Why does find() return None even when the tag exists?

This usually comes down to namespaces or an incorrect search path. ElementTree may store namespaced tags in an expanded form that doesn’t match what you see in the raw XML. Printing a sample parsed tag often reveals what’s actually happening.

When should I use iterparse() instead of parse()?

Use iterparse() when the XML file is large enough to cause memory issues. It lets you process one element at a time instead of loading the entire document into memory. For small files, parse() is still simpler and easier to work with.

Can Python handle messy or inconsistent XML?

Strict parsers expect well-formed XML and will fail when the structure is broken. If you need best-effort extraction, lxml with recovery enabled or BeautifulSoup in XML mode can help, as long as you accept looser parsing rules.

Is XML parsing safe by default in Python?

Parsing trusted XML is generally safe, but untrusted input can cause performance or resource problems. Using safer defaults like defusedxml, streaming large files, and restricting parser features helps keep things predictable.

How to parse XML in Python?

02.03.202610 minutes

XML is commonly used in RSS feeds, sitemaps, configuration files, and some older APIs. Even if it’s not part of your daily workflow, Python developers often run into XML when they need to parse structured data from these sources.

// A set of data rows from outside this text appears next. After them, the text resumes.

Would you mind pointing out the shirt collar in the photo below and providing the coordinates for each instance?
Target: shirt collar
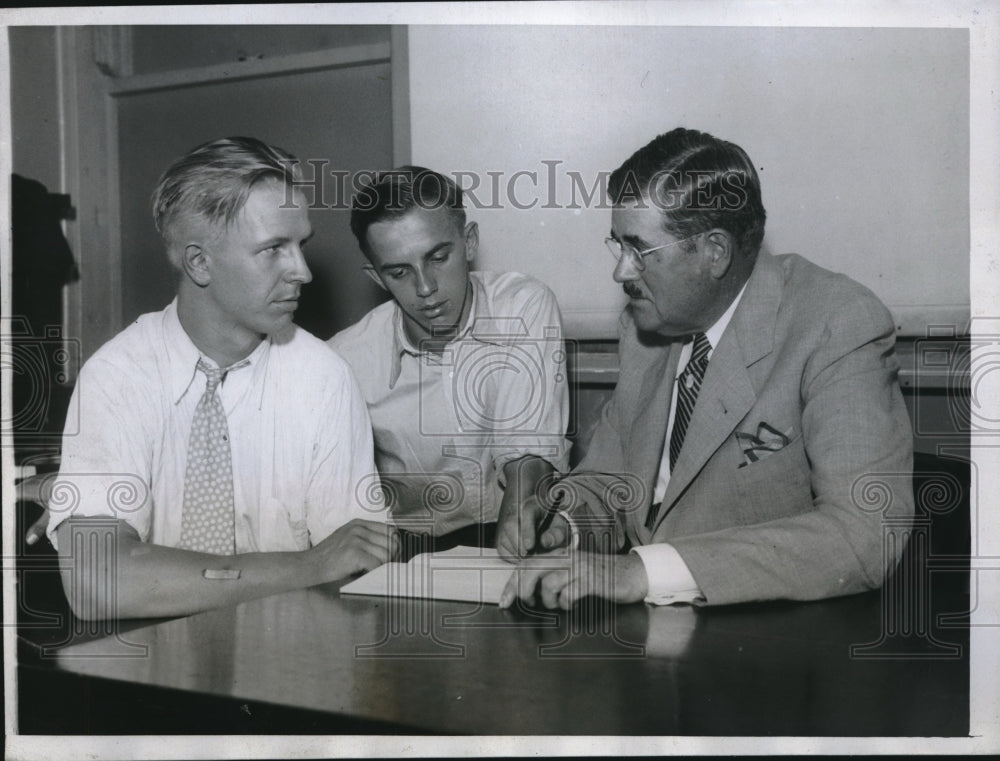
(714, 333)
(183, 355)
(401, 343)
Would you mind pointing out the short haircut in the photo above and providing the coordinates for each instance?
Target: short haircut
(212, 182)
(394, 194)
(700, 182)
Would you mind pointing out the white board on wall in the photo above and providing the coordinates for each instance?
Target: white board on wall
(860, 136)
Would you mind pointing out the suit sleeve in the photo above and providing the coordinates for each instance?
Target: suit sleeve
(601, 489)
(858, 442)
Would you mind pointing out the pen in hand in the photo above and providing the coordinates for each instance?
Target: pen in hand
(546, 523)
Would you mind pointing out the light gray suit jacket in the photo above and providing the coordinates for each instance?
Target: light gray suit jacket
(809, 353)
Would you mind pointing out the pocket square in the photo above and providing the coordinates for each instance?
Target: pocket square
(755, 447)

This guide shows how to parse XML in Python, the practical way. We’ll cover reading XML from files, strings, and URLs, handling namespaces correctly, and working with large XML files without memory issues. By the end, you’ll know exactly which tools to use and why.

What XML Parsing Means In Python

In Python, XML parsing means reading an XML document and converting it into a structure your code can work with directly. Instead of handling raw text, Python represents the XML as a tree of elements that you can navigate and query.

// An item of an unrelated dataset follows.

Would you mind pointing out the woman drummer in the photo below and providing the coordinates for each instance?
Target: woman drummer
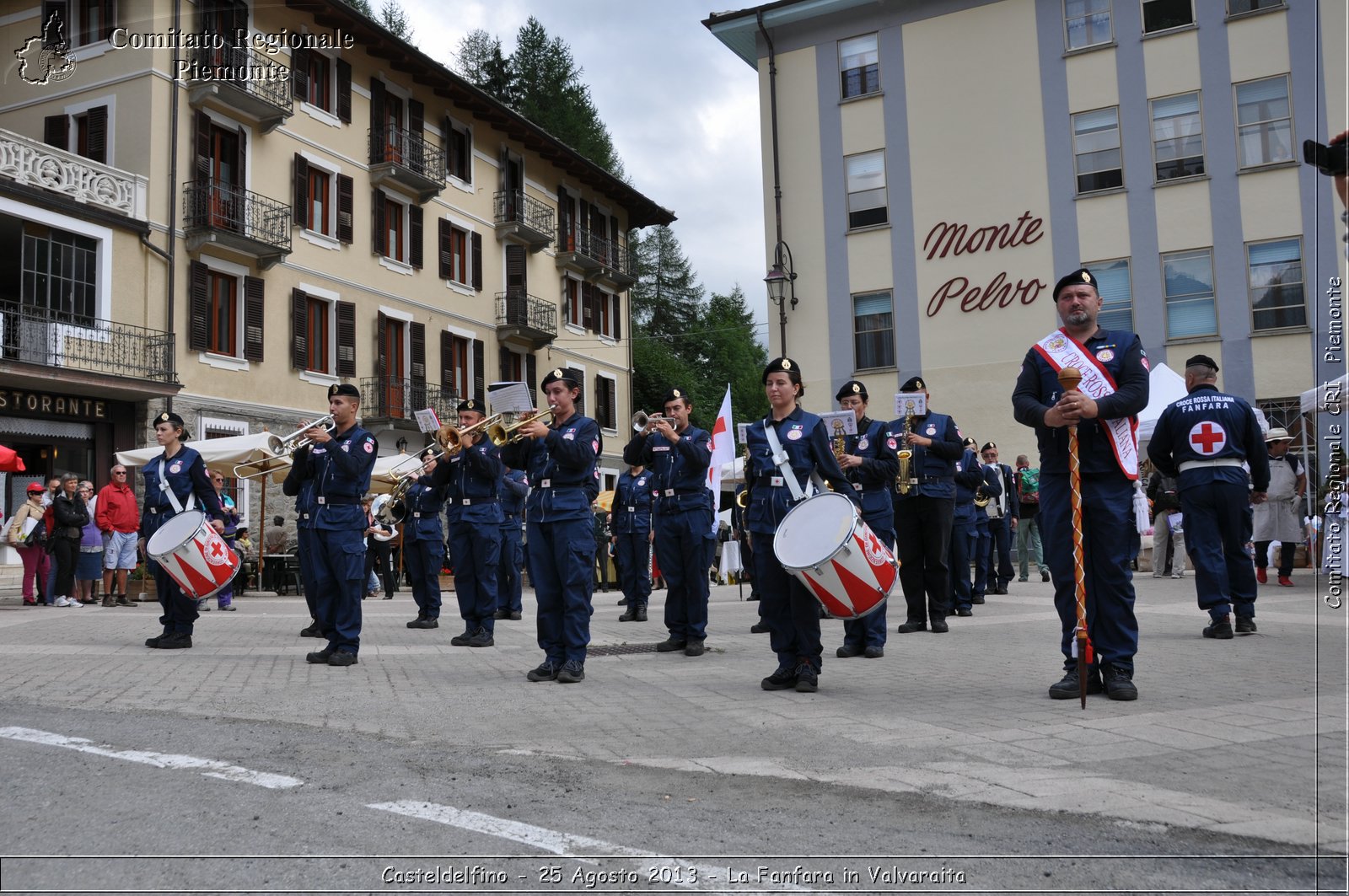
(175, 482)
(787, 608)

Each tag in the XML becomes an element in that tree. Nested tags form parent and child relationships, while attributes are stored as simple key-value pairs. Once the document is parsed, you can move through this structure, extract values, and transform the data into formats like lists, dictionaries, or CSV files.

Parsing does not change the XML itself. It simply gives you access to its contents in a controlled and predictable way. What you do with that data next depends on your use case, whether that’s analysis, storage, or further processing.

Choose The Right XML Parser

XML parsing in Python isn’t one fixed workflow. The best approach depends on what the XML looks like and what you’re trying to do with it. The key is starting with a reliable default, then switching only when the input or requirements push you there.

For most well-formed XML, a tree-based parser is the cleanest option because it mirrors the document’s structure. That’s why ElementTree is the usual starting point. It’s built in, easy to work with, and covers the common cases where you’re loading XML and extracting a handful of values.

If the file is large, iterparse() lets you stream elements instead of loading the whole tree. If you need full XPath or schema validation, lxml is the upgrade that saves you from awkward workarounds. If the XML is inconsistent but still well-formed, BeautifulSoup can be a convenient extraction API. If the input is truly not well-formed XML, use lxml with recovery enabled or parse it as HTML (best-effort), depending on what you need.

What You Need

You don’t need much setup to work through the examples in this guide. Python’s standard library already covers most XML parsing use cases.

All examples use Python 3 and assume you have an XML source to work with, whether that’s a local file, a string, or XML fetched from a web request.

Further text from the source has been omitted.